Trump’s “Donroe Doctrine” puts Europe in a tight bind: three dilemmas no one here wants to face

This ECFR commentary argues that the dramatic US military capture of Venezuela’s president under a revived Monroe-style foreign policy forces Europe into a set of hard political dilemmas. Washington’s intervention isn’t only about Latin America – it signals a shift toward a more interventionist and unpredictable US posture that leaves European capitals scrambling for answers. Europe now has to decide how to react to a tough America, what its own values mean when allies break international norms, and how to maintain strategic autonomy in a world where force is back in fashion.

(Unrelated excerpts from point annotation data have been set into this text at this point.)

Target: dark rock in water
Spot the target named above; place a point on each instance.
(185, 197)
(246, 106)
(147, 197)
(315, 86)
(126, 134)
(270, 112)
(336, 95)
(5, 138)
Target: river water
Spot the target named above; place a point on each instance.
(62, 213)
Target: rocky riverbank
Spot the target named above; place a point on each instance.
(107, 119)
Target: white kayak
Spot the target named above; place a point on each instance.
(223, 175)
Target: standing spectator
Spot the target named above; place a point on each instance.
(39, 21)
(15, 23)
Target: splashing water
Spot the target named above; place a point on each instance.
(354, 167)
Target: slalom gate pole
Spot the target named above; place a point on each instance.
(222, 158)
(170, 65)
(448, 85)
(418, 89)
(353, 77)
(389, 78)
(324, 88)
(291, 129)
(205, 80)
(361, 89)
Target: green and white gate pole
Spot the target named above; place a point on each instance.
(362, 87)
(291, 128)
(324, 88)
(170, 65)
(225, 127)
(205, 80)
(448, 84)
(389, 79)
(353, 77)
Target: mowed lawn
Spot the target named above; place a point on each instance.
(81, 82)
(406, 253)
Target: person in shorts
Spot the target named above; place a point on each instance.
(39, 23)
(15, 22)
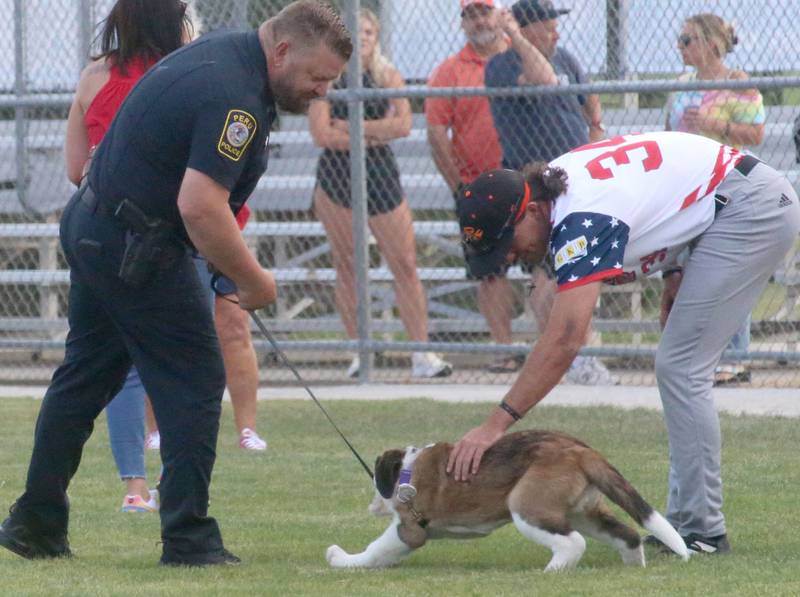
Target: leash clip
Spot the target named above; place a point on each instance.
(406, 492)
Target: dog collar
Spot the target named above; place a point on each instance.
(405, 490)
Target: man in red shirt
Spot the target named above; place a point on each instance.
(464, 143)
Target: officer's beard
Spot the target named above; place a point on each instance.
(288, 99)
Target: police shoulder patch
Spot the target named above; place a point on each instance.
(240, 128)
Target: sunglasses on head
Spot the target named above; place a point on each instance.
(474, 246)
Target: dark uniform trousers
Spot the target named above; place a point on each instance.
(166, 329)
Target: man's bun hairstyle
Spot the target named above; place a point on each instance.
(547, 182)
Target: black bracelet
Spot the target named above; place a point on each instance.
(510, 410)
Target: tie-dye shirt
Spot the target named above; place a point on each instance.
(744, 106)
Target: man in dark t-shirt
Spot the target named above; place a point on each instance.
(539, 128)
(544, 127)
(184, 152)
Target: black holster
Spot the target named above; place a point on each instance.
(150, 245)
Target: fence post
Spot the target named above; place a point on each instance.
(616, 48)
(85, 27)
(20, 113)
(358, 198)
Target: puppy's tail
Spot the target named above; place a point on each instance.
(616, 488)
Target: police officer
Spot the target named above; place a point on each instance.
(183, 154)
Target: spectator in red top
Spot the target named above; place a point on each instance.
(464, 144)
(135, 36)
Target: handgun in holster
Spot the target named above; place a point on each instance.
(150, 245)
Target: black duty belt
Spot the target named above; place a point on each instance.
(744, 166)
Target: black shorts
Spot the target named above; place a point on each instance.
(384, 191)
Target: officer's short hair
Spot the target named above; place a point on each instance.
(311, 20)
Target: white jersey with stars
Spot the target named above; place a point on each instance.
(633, 203)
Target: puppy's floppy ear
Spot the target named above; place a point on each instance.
(387, 470)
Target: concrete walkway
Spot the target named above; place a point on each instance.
(757, 401)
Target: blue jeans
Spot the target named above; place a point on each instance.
(125, 418)
(125, 413)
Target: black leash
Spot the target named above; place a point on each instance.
(214, 283)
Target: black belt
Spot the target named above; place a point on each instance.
(744, 166)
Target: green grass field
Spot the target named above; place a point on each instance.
(280, 511)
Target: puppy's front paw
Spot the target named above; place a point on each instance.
(336, 556)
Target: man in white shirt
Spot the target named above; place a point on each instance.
(622, 208)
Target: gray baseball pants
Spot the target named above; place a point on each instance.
(728, 268)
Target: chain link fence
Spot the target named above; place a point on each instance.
(628, 54)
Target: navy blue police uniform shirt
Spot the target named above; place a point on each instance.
(207, 106)
(536, 128)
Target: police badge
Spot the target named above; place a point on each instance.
(240, 128)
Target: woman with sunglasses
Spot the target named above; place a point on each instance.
(734, 117)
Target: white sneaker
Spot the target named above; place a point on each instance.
(249, 440)
(589, 371)
(428, 365)
(153, 441)
(355, 365)
(136, 503)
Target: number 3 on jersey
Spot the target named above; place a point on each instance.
(598, 166)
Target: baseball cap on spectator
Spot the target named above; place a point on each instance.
(466, 3)
(533, 11)
(488, 210)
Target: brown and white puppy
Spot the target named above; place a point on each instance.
(549, 484)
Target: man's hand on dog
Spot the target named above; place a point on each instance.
(467, 453)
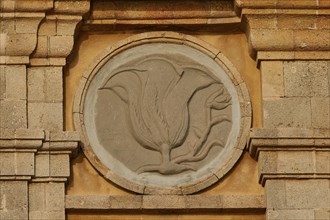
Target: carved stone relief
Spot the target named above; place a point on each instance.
(161, 117)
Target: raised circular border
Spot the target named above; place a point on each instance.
(164, 37)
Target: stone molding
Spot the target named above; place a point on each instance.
(20, 152)
(198, 13)
(291, 153)
(287, 28)
(170, 202)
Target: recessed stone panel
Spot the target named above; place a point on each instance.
(162, 116)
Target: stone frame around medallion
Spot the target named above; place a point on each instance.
(181, 39)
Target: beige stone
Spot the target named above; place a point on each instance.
(322, 159)
(45, 116)
(45, 84)
(307, 194)
(311, 39)
(59, 165)
(272, 79)
(14, 200)
(275, 194)
(295, 162)
(13, 80)
(47, 28)
(42, 165)
(320, 112)
(287, 112)
(321, 214)
(13, 114)
(60, 46)
(46, 201)
(294, 214)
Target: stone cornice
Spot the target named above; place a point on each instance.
(39, 140)
(288, 139)
(151, 202)
(282, 29)
(116, 14)
(291, 153)
(296, 4)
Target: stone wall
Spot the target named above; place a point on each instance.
(280, 50)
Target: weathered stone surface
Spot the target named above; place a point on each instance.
(46, 201)
(320, 112)
(42, 165)
(14, 200)
(13, 82)
(272, 79)
(287, 112)
(16, 163)
(322, 159)
(59, 165)
(45, 84)
(305, 79)
(13, 114)
(307, 194)
(209, 101)
(45, 116)
(294, 214)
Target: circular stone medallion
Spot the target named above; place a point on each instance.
(162, 117)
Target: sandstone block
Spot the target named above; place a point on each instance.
(287, 112)
(281, 39)
(13, 114)
(45, 116)
(7, 163)
(322, 159)
(60, 46)
(272, 79)
(27, 25)
(295, 162)
(20, 44)
(59, 165)
(292, 214)
(24, 163)
(267, 162)
(42, 47)
(14, 200)
(307, 194)
(152, 202)
(275, 194)
(46, 201)
(45, 84)
(66, 27)
(13, 82)
(311, 39)
(321, 214)
(42, 165)
(320, 112)
(47, 28)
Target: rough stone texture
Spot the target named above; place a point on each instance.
(295, 33)
(306, 79)
(272, 79)
(45, 116)
(320, 112)
(284, 197)
(297, 112)
(13, 114)
(14, 200)
(45, 84)
(16, 163)
(46, 201)
(13, 82)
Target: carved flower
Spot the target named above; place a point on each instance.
(157, 93)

Europe must respond, but how?

The commentary frames Trump’s Venezuelan raid as a shock to European strategic thinking. What seems like a hemisphere issue actually echoes in Brussels, Berlin and Paris because it reflects an America ready to use force outside established multilateral frameworks.

Europe wants to uphold international law, but must balance that against its reliance on Washington for security and strategic cooperation. Saying nothing looks like weakness, condemning Washington risks transatlantic rifts.

Norms vs reality – which comes first?

ECFR points out Europe’s belief in international law and state sovereignty clashes with a US that now treats intervention as “law enforcement” rather than a violation of sovereignty. Europeans see Venezuelan sovereignty as sacred even if the regime in Caracas was illegitimate.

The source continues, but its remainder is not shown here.